そして、突然現れた赤いレーザーのようなものが宇宙船を包み、宇宙船は溶けるように消滅した。
「えっ? これって」
「アナタ達の最期ね」
「なぜこんな映像があるんですか?」
「信じない人がいるから、映像は残すようにしているのよ」
「本物?」
「ええ。アナタは、仕組まれた事故で死んだわ。これでもまだ、元の世界に戻りたいって言うのかしら」
「戻りたいに決まってます」
「あらそう。じゃあ、そうねぇ……キチンと仕事ができたら、あの事故の前に戻してあげるわ」
「そんなことができるのですか」
「ふふ、私は神だもの。まぁ、一応アナタもだけど」
(神様ごっこ? ファンタジーなシナリオね)
「何をすればいいのですか」
「そうね、その器を満タンにするだけでいいわ」
「器って、この玉入れの器?」
「そうよ。そこに私が必要とするものを集めればいいわ」
「何を集めるのですか」
「ふふ、闇に決まっているじゃない」
そう言うと、彼女は、私が持っていた器に手をかざした。すると、中に入っていた白い玉がスゥ〜と浮き上がり、私の身体に吸い込まれた。
(なっ? あれ? えっ?)
「普通は、ひとつなのよ。アナタは三つあるから、単純に言えば、いろいろなことが三倍、じゃなかった数百倍だったかしら」
「このくじ引きの玉って一体……」
「生命よ。アナタの場合は、心臓がたくさんあると言えばわかりやすいのかしら。一つならただの住人、二つなら勇者や魔族などの特殊な者、そして三つなら魔王か神ね」
「えっ……」
「最後に引いた色に染まるわ。アナタの場合、三つ目が白以外だったら、その属性の魔王になったのにね」
「魔王? あの、白は?」
「白は、引き当てた神の色に染まるわ。つまり繋がった部屋の神の下僕ということよ。どの部屋と繋がるかはランダムになっているわ。でも、感性の合う部屋に繋がりやすい。アナタ、心に闇を抱えていたのね」
「いえ……あの、貴女は闇の神なんですか?」
「私は暗黒超神と呼ばれている闇使いよ。この星はねぇ、闇のエネルギーが少ないのよ。でも、やっと下僕を手に入れたわ」
「暗黒超神?」
「そうよ。でも、全く信じていないみたいね。アナタの記憶はいったん封じるわ。時期が来れば、その器と共に記憶が戻るはずよ。それまでに、配下にいろいろと用意させておくわ」
そう言うと、彼女は微笑んだ。凍りつくような冷たい笑みだった。
◇◇◇
「アニスの様子はどう? 大丈夫?」
私は、長い夢を見ていた。えーっと、いったいどうしたんだっけ? 私は、ゆっくりと目を開けた。ここはどこ?
「あっ! 先生、アニスちゃんが目を覚ましたよ」
私は周りを見回した。いくつもベッドがある。病院かな? ん? 病院? 治療院よね。えっと、私は誰だっけ。
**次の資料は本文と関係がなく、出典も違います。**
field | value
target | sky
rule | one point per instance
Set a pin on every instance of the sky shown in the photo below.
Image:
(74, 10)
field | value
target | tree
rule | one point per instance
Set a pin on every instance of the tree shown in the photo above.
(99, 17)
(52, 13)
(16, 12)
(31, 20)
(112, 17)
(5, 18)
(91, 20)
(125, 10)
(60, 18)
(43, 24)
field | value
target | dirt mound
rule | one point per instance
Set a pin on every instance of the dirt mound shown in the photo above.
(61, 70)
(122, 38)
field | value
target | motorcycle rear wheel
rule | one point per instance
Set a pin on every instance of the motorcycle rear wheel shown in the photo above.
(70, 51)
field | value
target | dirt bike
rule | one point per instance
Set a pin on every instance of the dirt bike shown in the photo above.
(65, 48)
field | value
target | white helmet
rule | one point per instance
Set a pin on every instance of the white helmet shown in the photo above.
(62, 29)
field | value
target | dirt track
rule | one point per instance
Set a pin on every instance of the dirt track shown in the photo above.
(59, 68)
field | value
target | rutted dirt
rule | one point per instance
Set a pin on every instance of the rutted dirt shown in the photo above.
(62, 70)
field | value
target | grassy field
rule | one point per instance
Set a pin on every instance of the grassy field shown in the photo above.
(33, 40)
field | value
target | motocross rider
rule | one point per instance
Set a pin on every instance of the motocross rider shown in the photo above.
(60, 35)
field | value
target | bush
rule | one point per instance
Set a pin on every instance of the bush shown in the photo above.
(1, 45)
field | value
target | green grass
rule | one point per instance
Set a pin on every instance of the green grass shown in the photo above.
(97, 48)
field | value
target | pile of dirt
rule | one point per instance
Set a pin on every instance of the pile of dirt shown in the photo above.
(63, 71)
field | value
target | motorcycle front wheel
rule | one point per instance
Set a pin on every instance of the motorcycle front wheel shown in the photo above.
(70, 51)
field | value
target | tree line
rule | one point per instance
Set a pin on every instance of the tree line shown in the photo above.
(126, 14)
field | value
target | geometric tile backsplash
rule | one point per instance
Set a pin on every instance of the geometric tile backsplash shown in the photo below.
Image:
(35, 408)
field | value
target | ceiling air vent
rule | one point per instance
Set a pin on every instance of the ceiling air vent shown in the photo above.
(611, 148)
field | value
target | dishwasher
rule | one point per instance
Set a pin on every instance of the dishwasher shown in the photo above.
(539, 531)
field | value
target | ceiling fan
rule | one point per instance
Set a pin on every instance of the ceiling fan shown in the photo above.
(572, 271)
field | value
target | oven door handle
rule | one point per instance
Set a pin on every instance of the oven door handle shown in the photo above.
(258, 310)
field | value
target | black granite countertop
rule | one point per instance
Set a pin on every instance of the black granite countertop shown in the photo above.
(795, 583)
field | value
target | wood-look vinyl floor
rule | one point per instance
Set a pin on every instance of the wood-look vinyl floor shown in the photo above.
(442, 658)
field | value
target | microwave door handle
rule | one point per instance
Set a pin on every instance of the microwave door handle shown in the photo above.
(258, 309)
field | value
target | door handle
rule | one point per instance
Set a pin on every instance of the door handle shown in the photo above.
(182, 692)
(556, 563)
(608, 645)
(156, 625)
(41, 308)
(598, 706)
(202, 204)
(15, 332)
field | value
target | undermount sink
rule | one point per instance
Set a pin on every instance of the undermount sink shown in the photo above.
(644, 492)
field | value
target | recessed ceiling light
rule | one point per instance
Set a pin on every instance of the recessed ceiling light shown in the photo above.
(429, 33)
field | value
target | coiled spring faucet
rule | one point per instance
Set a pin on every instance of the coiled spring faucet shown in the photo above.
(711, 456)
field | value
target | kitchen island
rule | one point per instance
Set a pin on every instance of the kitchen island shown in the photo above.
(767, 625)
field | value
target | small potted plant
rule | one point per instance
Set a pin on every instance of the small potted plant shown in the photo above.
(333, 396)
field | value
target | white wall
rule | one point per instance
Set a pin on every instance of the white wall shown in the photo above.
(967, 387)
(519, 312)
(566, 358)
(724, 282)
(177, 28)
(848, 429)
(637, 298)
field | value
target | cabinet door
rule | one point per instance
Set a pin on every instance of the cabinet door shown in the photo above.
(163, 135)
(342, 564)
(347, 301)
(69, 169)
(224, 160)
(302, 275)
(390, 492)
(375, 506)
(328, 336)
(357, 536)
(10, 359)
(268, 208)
しばらくすると、年配の男性がやってきた。聖職者のような服装ね。誰? 見たことあるような気もするけど。
「目が覚めたかね? 記憶は混乱していないか?」
「あの、長い夢を見ていて……わからないです」
「夢の中では、くじを引いたな? 何回引いた?」
「ガラガラ抽選会? えーっと」
思い出そうすると、私は頭が痛くなった。ん〜。
「数は覚えていないか。だが、転生者で違いないようじゃな。アニスには、しばらくの間、中央都市ガラムに行ってもらわねばならん」
「転生者? 中央都市ガラム?」
「うむ、この世界の決まりじゃ。ガラムには多くの転生者が集まっている。集めているという方が適切だな。どんな能力が隠されているかわからぬ者を、各地に置いておくのは危険だからな」
「私は危険なの?」
「わからぬ。それがわかるまで、転生者はガラムにて軟禁する。もし、アニスがこの町に害をもたらす能力を秘めているなら、ここには戻れない。まぁ、今は眠るがよい」
そう言うと、男は私の頭に手をかざした。